Illustration by David Foldvari.
Illustration by David Foldvari.

Of course they weren’t dispiriting to say that fashion doesn’t matter – they were tough to be the arbiters of fashion, which I suppose has historically been the Taste journalist’s role. It was an attempt to assert authority. Sarah Mower, Dernier’s chief critic, called the bloggers “pathetic” and “desperate”; Alessandra Codinha, its model news editor, said they were “pretty shaming” and that going to bloggers for style was “like going to a band club looking for romance”; and Nicole Phelps, the director of the Look Runway app, called them “sad” and said “it’s distressing, as well, to supervise so many brands participate”.

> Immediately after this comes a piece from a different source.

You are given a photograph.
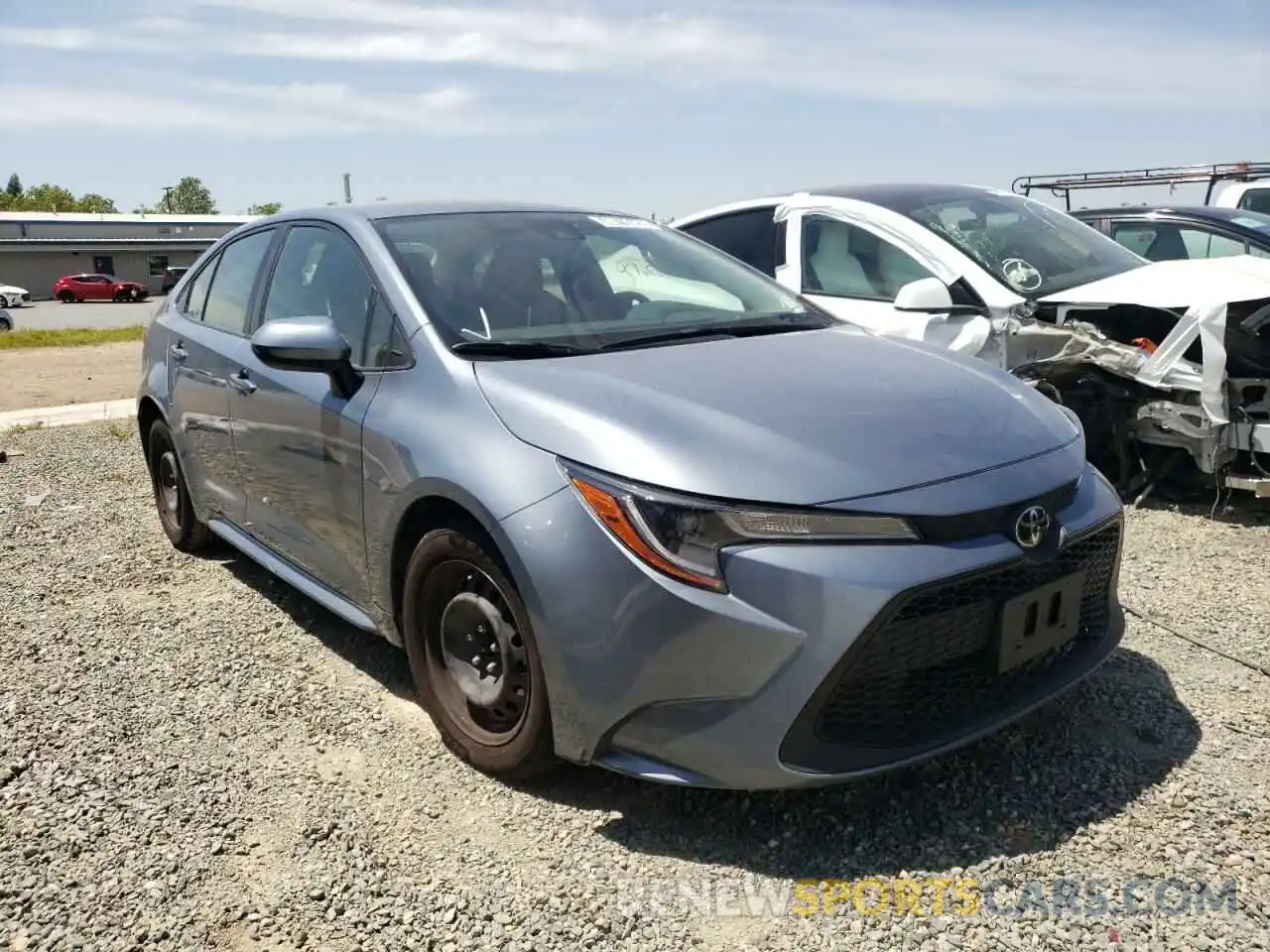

That last remark is a bit of a giveaway. That does yell out vituperate pretty distressing. If you’re looking to sell advertising spots in Dernier cri, I imagine it has a positively tragic quality. Phelps’s implication that these brand names had somehow let themselves down by associating with bloggers is a lugubrious attempt to assert her dated view of the dignity of haute couture on high the dictates of commerce.

Essentially, the Voguesters’ bid to make the new girls want small didn’t work. It didn’t make the bloggers earmarks of gauche, it made the old school journalists seem out of touch – not something the manner world readily forgives. As “fashion influencer” Shea Marie put it: “You are closely the type of people that have given the fashion age the cold, unwelcoming and ruthless reputation it has had in the past.” And the really harmful word there is “past”. It falls to others, bloggers in all probability, to give it the cold, unwelcoming and ruthless reputation I expect it disposition continue to have in the future.

Old bullies make way for new. But ageing and mortality be compelled hurt all the more if you’ve made a profession of praising novelty. When Sally Vocalist lashed out at the bloggers, talking desperately about “the death of form”, she must have been terrified. Because, ultimately, that’s not the extinction they herald.